As celebrities descend on DC for the White House Correspondents' Dinner, strategist Kimball Stroud and CAA Foundation co-exec director Judee Ann Williams reflect on the power of the "Hollywood Lobby."
Ben Affleck, founder of the Eastern Congo Initiative, and Sen. Robert Menendez arrive at a 2014 Senate hearing on the Congo.
How are celebrities using their influence to do good here in DC? Judee Ann Williams: They care deeply about the [nonprofit] organizations and NGOs they’re working with, and coming here to advocate for them on Capitol Hill can go a long way. These are people that have spent a lot of time in the trenches, bearing witness to the work that’s being done.
Is Washington uniquely equipped for this conversation? Kimball Stroud: More filmmakers—especially of documentaries—are looking at DC, because this is where legislators can see a film and change policy and make a difference. A perfect example is The Invisible War. Legislators—Kirsten Gillibrand, Claire McCaskill, and Barbara Boxer—saw in the film that rape was occurring in the military and that nothing was happening, and laws started passing, things started changing. That film opened their eyes.

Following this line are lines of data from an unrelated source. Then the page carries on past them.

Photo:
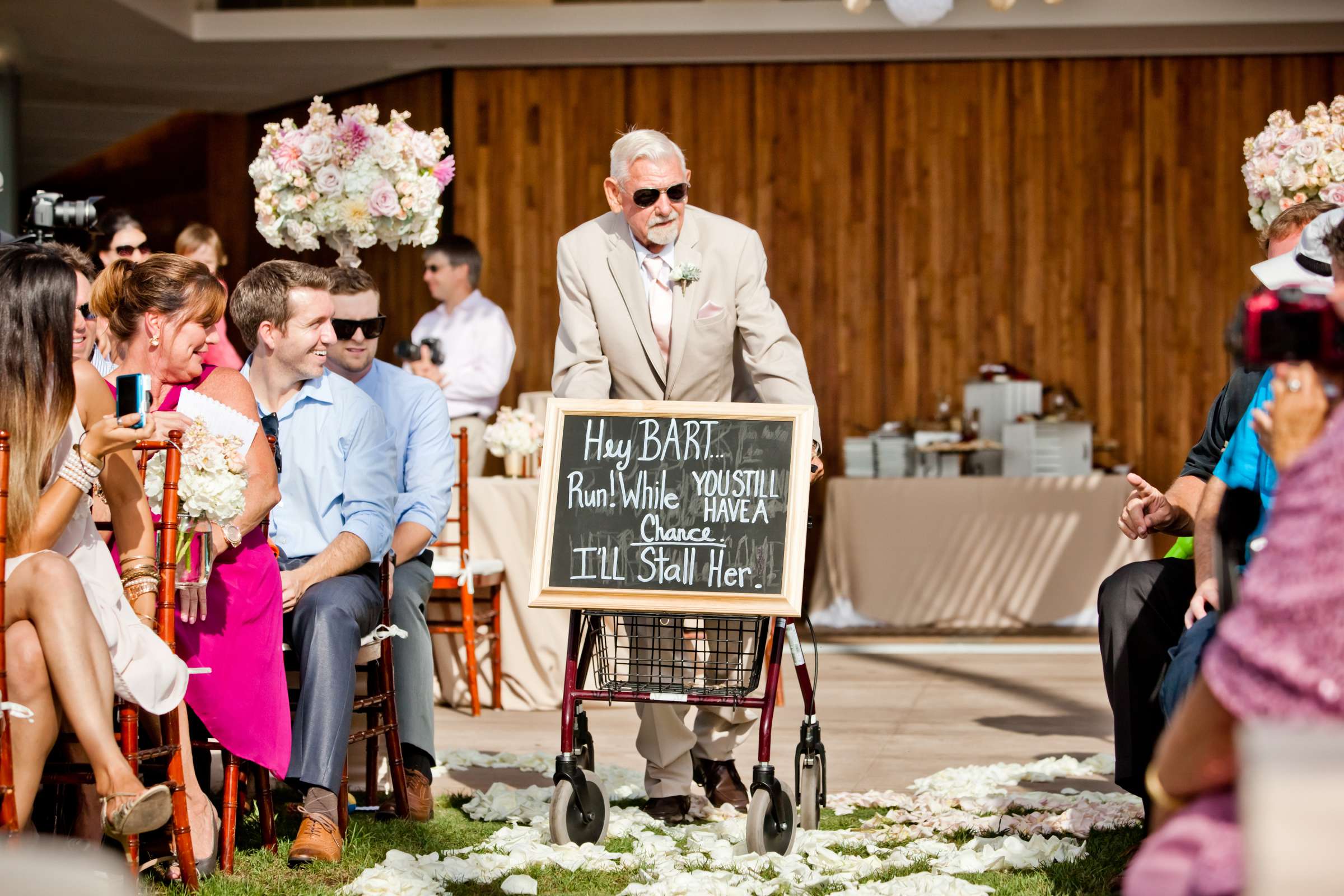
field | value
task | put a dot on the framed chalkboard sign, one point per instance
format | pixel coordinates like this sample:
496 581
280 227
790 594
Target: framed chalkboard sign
678 507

How has the opportunity for celebrities to influence policy grown? KS: When the American Film Institute brings their documentary filmmakers to town, they do a day on the Hill and teach them how to make a difference. It’s so much smarter now. JAW: There are so many great storytellers in every channel of pop culture—gaming, film, television, music—and with how much people consume pop culture today, there’s no better platform to tie in social good.